I think being a parent is the best job in the world. I know it's easy for me to say because I don't have kids bla bla bla, but I am so so excited for when I do become a parent. You get to pour everything that you are into this tiny person who is made up of you and the person you love (hopefully!). There's something so wonderful about that. Is this getting too mushy for a seventeen year old girl's blog yet?
As cheesy as it is to say (and I'm sure so many other girls my age say the same), I absolutely love children. I'm not going to go listing all the child work placements that belong on my CV but I've loved every second that I've spent working with kids (cringearoonie) and I'm good with them. There's no way to say that without sounding cocky but two people maximum will read this post anyway so I'll write a cringe little secret: I've been called um, "gifted" with a "talent" for working with children. I'm reading this back and dying of embarrassment but it's kind of a passion. Uh oh, cringe again.

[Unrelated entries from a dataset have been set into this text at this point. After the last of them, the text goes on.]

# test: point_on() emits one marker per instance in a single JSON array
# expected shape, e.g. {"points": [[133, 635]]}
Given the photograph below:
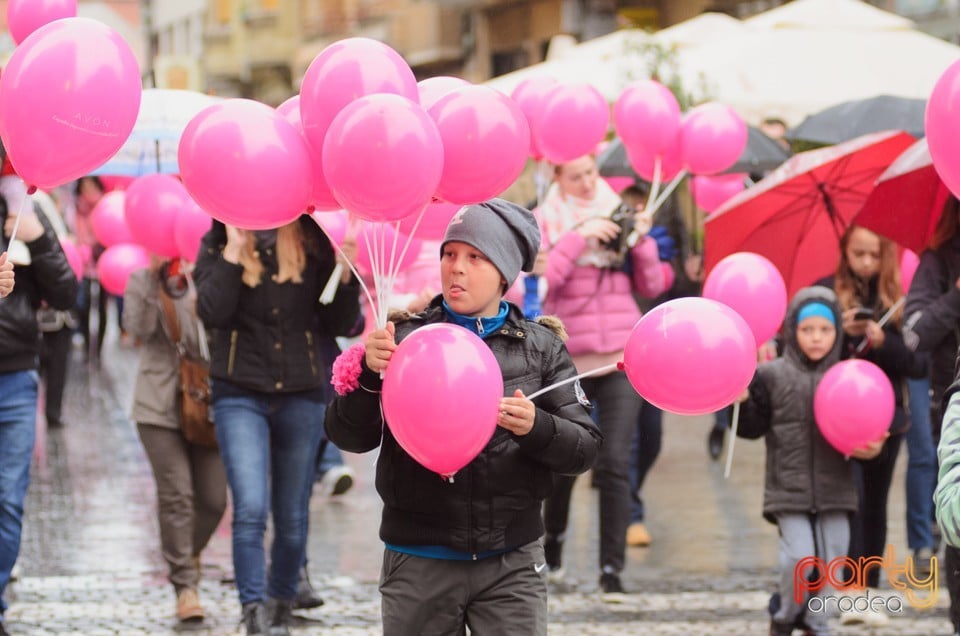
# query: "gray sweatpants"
{"points": [[825, 535], [504, 594]]}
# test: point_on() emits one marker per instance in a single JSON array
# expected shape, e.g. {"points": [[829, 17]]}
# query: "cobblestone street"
{"points": [[91, 564]]}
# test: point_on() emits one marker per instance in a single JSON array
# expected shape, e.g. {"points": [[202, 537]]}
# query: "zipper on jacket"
{"points": [[233, 351], [310, 353]]}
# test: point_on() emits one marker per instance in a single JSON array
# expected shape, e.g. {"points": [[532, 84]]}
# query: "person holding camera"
{"points": [[190, 478], [598, 256]]}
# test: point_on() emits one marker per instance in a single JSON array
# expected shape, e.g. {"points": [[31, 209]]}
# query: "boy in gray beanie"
{"points": [[467, 552]]}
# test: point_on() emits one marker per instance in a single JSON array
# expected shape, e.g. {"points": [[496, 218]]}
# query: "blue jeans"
{"points": [[18, 425], [647, 439], [269, 445], [921, 467]]}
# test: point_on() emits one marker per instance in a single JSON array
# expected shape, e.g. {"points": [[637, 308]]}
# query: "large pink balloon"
{"points": [[752, 286], [117, 263], [685, 343], [383, 157], [712, 138], [433, 88], [647, 116], [434, 223], [381, 238], [73, 256], [188, 230], [109, 220], [531, 96], [485, 142], [151, 207], [441, 395], [710, 192], [246, 165], [345, 71], [942, 125], [575, 119], [321, 198], [68, 100], [853, 404], [26, 16], [643, 163], [334, 225]]}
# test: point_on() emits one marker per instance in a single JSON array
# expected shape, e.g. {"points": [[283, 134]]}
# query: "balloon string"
{"points": [[655, 185], [353, 269], [16, 222], [597, 371], [734, 424]]}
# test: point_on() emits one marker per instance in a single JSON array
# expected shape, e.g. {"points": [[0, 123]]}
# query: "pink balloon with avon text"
{"points": [[441, 396]]}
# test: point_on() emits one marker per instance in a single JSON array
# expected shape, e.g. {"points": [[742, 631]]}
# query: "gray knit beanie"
{"points": [[506, 233]]}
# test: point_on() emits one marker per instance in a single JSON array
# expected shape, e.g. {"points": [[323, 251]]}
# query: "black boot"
{"points": [[255, 618], [280, 617], [307, 597]]}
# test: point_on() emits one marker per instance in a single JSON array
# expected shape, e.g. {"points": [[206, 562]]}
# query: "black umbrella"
{"points": [[760, 155], [848, 120]]}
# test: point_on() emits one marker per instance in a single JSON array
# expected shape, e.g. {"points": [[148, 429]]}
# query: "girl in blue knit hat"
{"points": [[809, 490]]}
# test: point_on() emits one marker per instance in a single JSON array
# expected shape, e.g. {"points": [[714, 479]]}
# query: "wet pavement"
{"points": [[91, 564]]}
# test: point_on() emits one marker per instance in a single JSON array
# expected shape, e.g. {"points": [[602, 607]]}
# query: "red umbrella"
{"points": [[907, 200], [796, 215]]}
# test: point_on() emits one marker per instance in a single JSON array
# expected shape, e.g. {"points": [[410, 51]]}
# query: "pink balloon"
{"points": [[73, 256], [117, 263], [68, 100], [647, 116], [344, 72], [752, 286], [909, 261], [434, 223], [942, 125], [321, 198], [151, 207], [188, 229], [441, 395], [433, 88], [710, 192], [853, 404], [246, 165], [575, 118], [619, 184], [26, 16], [682, 344], [642, 162], [383, 157], [109, 221], [712, 138], [531, 96], [334, 225], [381, 237], [485, 140]]}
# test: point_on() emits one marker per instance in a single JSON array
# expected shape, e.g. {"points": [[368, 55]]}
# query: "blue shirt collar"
{"points": [[483, 326]]}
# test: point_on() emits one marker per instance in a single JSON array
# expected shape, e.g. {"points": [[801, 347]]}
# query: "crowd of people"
{"points": [[553, 289]]}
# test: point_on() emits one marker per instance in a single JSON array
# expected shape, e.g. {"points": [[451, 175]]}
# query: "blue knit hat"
{"points": [[818, 310]]}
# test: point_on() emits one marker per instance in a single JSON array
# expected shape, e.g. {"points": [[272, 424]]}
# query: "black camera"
{"points": [[624, 216]]}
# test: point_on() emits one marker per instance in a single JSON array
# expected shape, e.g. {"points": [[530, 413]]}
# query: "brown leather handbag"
{"points": [[196, 416]]}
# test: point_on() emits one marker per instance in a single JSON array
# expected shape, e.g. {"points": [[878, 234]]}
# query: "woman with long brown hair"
{"points": [[868, 287]]}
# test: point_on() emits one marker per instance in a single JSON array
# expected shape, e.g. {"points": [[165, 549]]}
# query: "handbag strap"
{"points": [[170, 313]]}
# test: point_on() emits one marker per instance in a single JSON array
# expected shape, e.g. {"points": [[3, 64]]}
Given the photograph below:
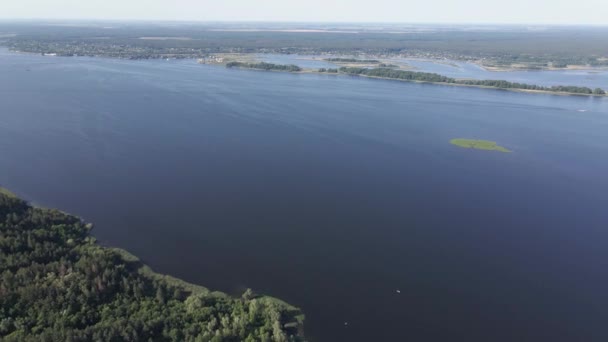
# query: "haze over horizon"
{"points": [[544, 12]]}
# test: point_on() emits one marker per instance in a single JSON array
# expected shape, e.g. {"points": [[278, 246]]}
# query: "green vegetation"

This is why I'm so bloody excited to have my own kids. I love other people's so much that I can't imagine how I'm going to feel about my own. I'll probably cry with happiness all day long just from watching them. If I could, I'd drop out of school now and start a family. Like, in my head, I'm ready to be a mum. That sounds so stupid, I know, and of course it's not going to happen. I don't have enough money for that, nor do I even have anyone to have babies with, and I want to get a degree and have an actual job before I settle down.
So this leads me to admitting that I've thought about how I want to raise my (as of yet) non-existent children. Like, there's no harm in writing it all down in a post which is exactly what I'm going to do now. I'd love to have two boys and two girls, because I feel like every girl should have a sister and that every boy should have a brother, and I don't want just sons or just daughters. I also want a big-ish family, so four seems like a pretty good number. I realise you can't plan this kind of stuff bla bla bla, but this is just what would be ideal.
I've got names sorted but a lot of other girls my age have too so I don't even feel too bad about that! The top contenders right now are Emmeline and Nicolas. But little Emmeline and Nico won't be subjected to gender stereotypes. What does anyone even gain from dressing a girl in pink and a boy in blue? It makes me so angry at work when little boys ask for pink balloons and their dads say "god, I've got a weird one here! You want blue, don't you?" I'll definitely want to know the baby's sex before it's born but I probably wouldn't tell anyone else because - and this sounds so stupid - but as everyone buys the baby presents, I want gender neutral ones. Bring on the yellow, green, orange, red and purple. What's cuter than a baby's room with orange walls?
Maybe this all sounds a bit too controlling but I've heard about mothers who are a lot more anal than this when raising their kids (like hello, Gwyneth Paltrow is mad). I think maybe part of it is that old cliche, you know where parents push every dream they never achieved onto their kids (cue "I'm giving up your dream Dad, not mine!" - every white boy in every film). I want my not-yet-born-or-even-conceived Emmeline and Nico to be good at everything that I wasn't, like singing and dancing, and playing instruments and being good at maths. But I also want them to be like me in that I'm bloody loving life and that I try to do something nice for someone else everyday.
Perhaps I shouldn't even be thinking about what I want them to be like because they should decide for themselves who they want to be. But parents shape who you are as a person and parenting is a huge part of how you treat other people and how you act in every day life. I'm thoughtful like my dad but I'm also really chatty like my mum. I'm sometimes bad tempered like my mum too and I'm totally unadventurous like my homebody dad. Everyone gets the good bits and the bad bits from their parents.
I think this is just going to get a lot more rambly if I continue but what I'm trying to say is that I think I know what my parenting style (if that's even a thing) is going be. Do you?
(Also, I haven't proofread this yet, and probably won't ever do so - apologies for any typos!)